High Energy power music.......2006-11-01
I agree with the reviewer who said this is like harder King Crimson (who rule themselves). Chris Haskett on guitar is a METALLIC VIRTUOSO, pure and simple. Cain and Weiss on drums and bass are excellent, the power trio just RIPS it up on this, the best of Rollins' solo efforts. This is power music, why does it make my hands turn into fists?? I always thought the band should have done some more of the faster paced numbers, as opposed to the bone crushing stuff, but its all good. This is a good one to put on before (or after) you have to listen to a bunch of your co-workers whine about this or that, too bad Mr. Rollins couldn't come in and give them a piece of his mind!!
The Good Ol' Bad Days.......2006-07-11
I hope the rock world doesn't forget what a lightning bolt this album was "back in the day." Released a little after Nirvana's _Nevermind_ and Soundgarden's _Badmotorfinger_, it was just about as much a defining piece of the "grunge" movement as these two classics. It was also Rollins's first money-maker, as it was put out by a major label, giving he and his band the production values that they had always lacked in the indie world.

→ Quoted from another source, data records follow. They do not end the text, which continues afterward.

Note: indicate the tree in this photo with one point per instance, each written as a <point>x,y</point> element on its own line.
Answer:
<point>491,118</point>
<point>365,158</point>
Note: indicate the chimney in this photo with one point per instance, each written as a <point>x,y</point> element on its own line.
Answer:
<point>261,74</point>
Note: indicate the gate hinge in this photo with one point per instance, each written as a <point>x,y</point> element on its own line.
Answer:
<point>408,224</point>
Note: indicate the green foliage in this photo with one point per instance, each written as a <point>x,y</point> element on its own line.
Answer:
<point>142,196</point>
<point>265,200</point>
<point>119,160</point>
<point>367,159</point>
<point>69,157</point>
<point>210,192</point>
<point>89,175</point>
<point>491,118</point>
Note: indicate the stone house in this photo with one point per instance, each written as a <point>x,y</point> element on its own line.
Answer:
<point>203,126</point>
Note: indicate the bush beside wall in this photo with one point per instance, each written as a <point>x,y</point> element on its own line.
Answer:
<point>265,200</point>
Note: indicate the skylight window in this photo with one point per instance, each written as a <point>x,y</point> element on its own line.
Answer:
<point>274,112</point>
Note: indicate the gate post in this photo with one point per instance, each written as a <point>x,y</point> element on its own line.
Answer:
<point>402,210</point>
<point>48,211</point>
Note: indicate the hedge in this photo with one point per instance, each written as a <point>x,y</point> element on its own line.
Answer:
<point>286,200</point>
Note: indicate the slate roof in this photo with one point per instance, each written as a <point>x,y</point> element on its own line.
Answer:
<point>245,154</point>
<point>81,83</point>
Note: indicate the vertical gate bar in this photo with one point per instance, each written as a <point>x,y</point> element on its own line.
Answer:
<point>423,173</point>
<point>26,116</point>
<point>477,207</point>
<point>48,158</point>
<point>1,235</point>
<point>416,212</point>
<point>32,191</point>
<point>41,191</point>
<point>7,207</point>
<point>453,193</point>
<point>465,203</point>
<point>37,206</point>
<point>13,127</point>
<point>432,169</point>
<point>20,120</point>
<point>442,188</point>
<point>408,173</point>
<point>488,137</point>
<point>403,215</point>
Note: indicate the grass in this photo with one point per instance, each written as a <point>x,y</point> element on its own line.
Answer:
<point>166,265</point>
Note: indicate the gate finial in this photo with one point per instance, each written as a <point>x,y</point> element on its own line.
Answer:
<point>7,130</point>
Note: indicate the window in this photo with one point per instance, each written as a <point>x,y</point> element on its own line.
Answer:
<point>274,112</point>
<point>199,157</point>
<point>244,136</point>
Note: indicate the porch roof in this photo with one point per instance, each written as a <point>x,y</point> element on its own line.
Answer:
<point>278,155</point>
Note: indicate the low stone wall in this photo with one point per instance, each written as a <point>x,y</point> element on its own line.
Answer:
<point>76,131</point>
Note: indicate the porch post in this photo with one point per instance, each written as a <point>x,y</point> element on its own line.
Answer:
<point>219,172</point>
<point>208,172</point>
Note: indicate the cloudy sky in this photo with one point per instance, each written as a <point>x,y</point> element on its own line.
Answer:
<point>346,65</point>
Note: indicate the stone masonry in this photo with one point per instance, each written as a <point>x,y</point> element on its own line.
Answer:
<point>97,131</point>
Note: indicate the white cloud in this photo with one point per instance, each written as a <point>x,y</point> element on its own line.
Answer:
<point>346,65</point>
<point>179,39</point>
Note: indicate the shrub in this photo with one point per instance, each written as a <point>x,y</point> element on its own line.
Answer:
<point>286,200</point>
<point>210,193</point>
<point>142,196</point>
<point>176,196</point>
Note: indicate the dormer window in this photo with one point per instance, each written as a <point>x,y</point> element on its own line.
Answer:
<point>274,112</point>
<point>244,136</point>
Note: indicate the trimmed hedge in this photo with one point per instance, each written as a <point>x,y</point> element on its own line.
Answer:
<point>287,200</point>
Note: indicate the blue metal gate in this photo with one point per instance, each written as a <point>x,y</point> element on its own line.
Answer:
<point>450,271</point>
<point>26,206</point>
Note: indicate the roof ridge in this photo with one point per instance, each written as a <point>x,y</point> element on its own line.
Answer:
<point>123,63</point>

For these reasons, this puts _The End of Silence_ at a thrilling precipice, the one between Rollins's manic catharsis of his demons and his success to come. In a few words, Rollins's paranoia and rage never sounded as genuine after this. He put out a few decent albums after this (those which have the same nucleus as this version of the band--Sim Cain and Chris Haskett: _Weight_ and _Come in and Burn_), but he never sounded as RAW again. And punk underground values being what they are and were, this is the best-recorded document of the truly wild Rollins.
This is also when his band got absolutely tight, going between intense riff-rockers like "Grip" and mind-melting jams like the incomparably angry and schizoid "Obscene." The band only got better musically from here, as evidenced on the previously-mentioned releases (and the band is the main reason to listen to the latter-day Rollins before he fired his original players). Here, on _The End of Silence_, though, we have the complete emergence of a world-class "rage rock" act, full of monstrous chops and full-tilt out-of-control angst on Rollins's part.
So this was the more or less plain-spoken classic of the beginning of the grunge era. Where Kurdt used Rimbaudian poetic indirection and Chris Cornell & Co. opted for Sabbathy apocalypse, Rollins just came out and screamed about what frustrated him ("I'm so confused/ Can't find the line/ Between what I use and abuse"--"Obscene"). He continues this approach often to this day, but it's hard to believe it any longer. It probably just keeps him in his penthouse for another year to put out an album where he's toeing that line. I can still listen to _The End of Silence_ and believe that he's preaching the angry blues here to save his life. Since the music matches this sentiment from start to finish, it felt revolutionary in '91. Now, well, it's indispensable for those times when you just gotta punch a wall, right up there with _Master of Puppets_ and precious few other heavy albums.